Bir suçlunun veya bir suçla yargılanan kişinin toplum tarafından itildiği nokta
dizide abartılmadan hatta naif denebilecek ölçüde değerlendiriliyor.
Diziyi izlemeye
başladığımda her ne kadar cinayet ve katilin kim olabileceği üzerine dikkat
kesilsem de daha sonra aslında verilen mesajın bununla ilgisi olmadığını anlayıp
diziyi farklı bir bakış açısıyla izlemeye devam ettim. Biraz algıda seçicilik, kendi
mesleğimle alakası itibariyle aslında The
Night Of benim için Amerikan yargı sisteminin gölgesindeki veya kanatları
altındaki -duruma göre değişir- avukatları incelemek için seyirlik bir şölendi.

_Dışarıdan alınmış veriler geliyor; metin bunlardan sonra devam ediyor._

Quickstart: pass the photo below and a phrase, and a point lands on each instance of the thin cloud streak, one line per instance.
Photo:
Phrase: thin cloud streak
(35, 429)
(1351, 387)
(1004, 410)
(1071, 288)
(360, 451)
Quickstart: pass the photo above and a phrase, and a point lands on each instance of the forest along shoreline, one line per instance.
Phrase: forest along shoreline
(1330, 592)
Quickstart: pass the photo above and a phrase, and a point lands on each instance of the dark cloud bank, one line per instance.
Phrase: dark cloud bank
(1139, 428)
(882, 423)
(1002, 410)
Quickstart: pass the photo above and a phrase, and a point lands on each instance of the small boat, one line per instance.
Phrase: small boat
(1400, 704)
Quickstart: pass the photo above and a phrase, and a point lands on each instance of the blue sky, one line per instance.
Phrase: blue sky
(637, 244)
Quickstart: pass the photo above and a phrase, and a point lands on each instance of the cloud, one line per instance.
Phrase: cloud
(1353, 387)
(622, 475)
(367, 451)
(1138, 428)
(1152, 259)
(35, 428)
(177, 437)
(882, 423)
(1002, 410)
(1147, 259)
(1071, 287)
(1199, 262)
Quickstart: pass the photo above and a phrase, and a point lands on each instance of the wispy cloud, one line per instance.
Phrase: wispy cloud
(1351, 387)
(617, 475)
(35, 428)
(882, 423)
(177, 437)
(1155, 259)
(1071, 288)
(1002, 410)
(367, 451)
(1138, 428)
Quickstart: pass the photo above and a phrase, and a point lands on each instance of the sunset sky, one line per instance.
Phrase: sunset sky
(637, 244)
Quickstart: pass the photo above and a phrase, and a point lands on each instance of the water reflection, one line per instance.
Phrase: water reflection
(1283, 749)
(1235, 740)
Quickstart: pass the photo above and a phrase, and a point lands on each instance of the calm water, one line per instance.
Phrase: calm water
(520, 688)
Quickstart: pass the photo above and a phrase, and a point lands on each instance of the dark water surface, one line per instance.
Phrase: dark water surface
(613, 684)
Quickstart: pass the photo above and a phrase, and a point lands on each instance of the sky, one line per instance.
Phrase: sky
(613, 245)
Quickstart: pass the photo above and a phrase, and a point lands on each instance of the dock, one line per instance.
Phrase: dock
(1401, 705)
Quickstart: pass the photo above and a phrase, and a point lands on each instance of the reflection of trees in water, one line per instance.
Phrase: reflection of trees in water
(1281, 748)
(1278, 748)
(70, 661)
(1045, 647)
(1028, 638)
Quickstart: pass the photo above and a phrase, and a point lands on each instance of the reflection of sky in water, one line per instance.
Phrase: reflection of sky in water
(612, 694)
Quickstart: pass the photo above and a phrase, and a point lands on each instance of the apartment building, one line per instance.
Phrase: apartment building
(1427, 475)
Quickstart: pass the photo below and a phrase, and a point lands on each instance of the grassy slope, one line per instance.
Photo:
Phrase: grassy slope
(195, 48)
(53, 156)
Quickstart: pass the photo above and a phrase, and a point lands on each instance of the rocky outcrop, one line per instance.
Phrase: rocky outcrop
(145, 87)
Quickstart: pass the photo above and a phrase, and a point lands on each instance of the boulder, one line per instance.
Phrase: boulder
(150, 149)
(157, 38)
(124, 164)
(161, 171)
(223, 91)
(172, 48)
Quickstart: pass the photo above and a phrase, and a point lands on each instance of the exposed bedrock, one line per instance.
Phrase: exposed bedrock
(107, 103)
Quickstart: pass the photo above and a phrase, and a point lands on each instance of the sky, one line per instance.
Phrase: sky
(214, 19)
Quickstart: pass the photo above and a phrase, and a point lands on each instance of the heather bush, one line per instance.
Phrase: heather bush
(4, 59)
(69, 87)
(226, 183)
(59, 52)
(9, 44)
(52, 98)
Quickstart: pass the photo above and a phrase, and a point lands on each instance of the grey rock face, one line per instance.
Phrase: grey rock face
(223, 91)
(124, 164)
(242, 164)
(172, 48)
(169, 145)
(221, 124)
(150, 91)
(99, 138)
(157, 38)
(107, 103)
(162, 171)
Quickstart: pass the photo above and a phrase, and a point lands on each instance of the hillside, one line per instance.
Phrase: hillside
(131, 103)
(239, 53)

Mesleğini sadece ün elde etmek için yapanı da var, sadece para kazanmak için
yapan da aldığı davayı fazlasıyla kişiselleştiren de.
Malum, Amerikan yargı sistemiyle
bizim hukuk sistemimizin uzaktan yakından ilgisi yok. Mesela bizde jüri sistemi
olsa nasıl olurdu, hep düşünürüm. Ceza hukukuna ilgim fazlasıyla varken -henüz
yolun çok başındayım- bu alanda çalışmayı düşünmüyorum çünkü bana uygun
olduğuna inanmıyorum. Ceza hukuku diğer alanlara kıyasla teraziyi dengelemenin
en zor olduğu alan bence. Vicdanı hem elden bırakmadan hem de ön plana almadan
bu işi yapmak lazımken vicdanınızın kurbanı olabilir veya en kötü senaryo
vicdanınızı kaybedebilirsiniz. Tabii bu tamamıyla benim vicdan muhasebemle
alakalı elbette masumiyet karinesi ve herkesin savunulmaya hakkı olduğu
gerçeğini asla ama asla göz ardı edemeyiz. İşte bu yönleriyle The Night Of benim ilgimi çekti. Üç farklı
avukat, üç farklı hukuki bakış açısı ve aslında en çok üç farklı vicdan
muhasebesi gördüm. Avukat olarak ön plana kendini değil sanığı çıkarmak
gerektiğini, olayı asla kişiselleştirmemeyi, aslında olayın sadece para
kazanmak olmadığını ve en önemlisi hislerine güvenmen gerektiğini tokat gibi
yüzüne çarpıyor dizi.
Bahsettiğim tüm bu
güzellikler elbette muhteşem oyuncular sayesinde şekilleniyor. Üzerine laf
etmek bana düşmez ama Riz Ahmed, Amara Karan ve en çok John
Turturro resmen döktürüyor. İzlemesi benim için bir şölene dönüşen bu dizi
herkese ama en çok da hukukçu arkadaşlarıma tavsiyemdir.
*Üçnoktabir - Dediler ki adlı
şarkısından alıntıdır. Ben tesadüflere inanmam, çok sevdiğim ama uzun zamandır
dinlemediğim bu şarkı,
The Night Of’un
finalini izledikten sonra karşıma çıktı ve bence dizinin ruhuna çok da uydu.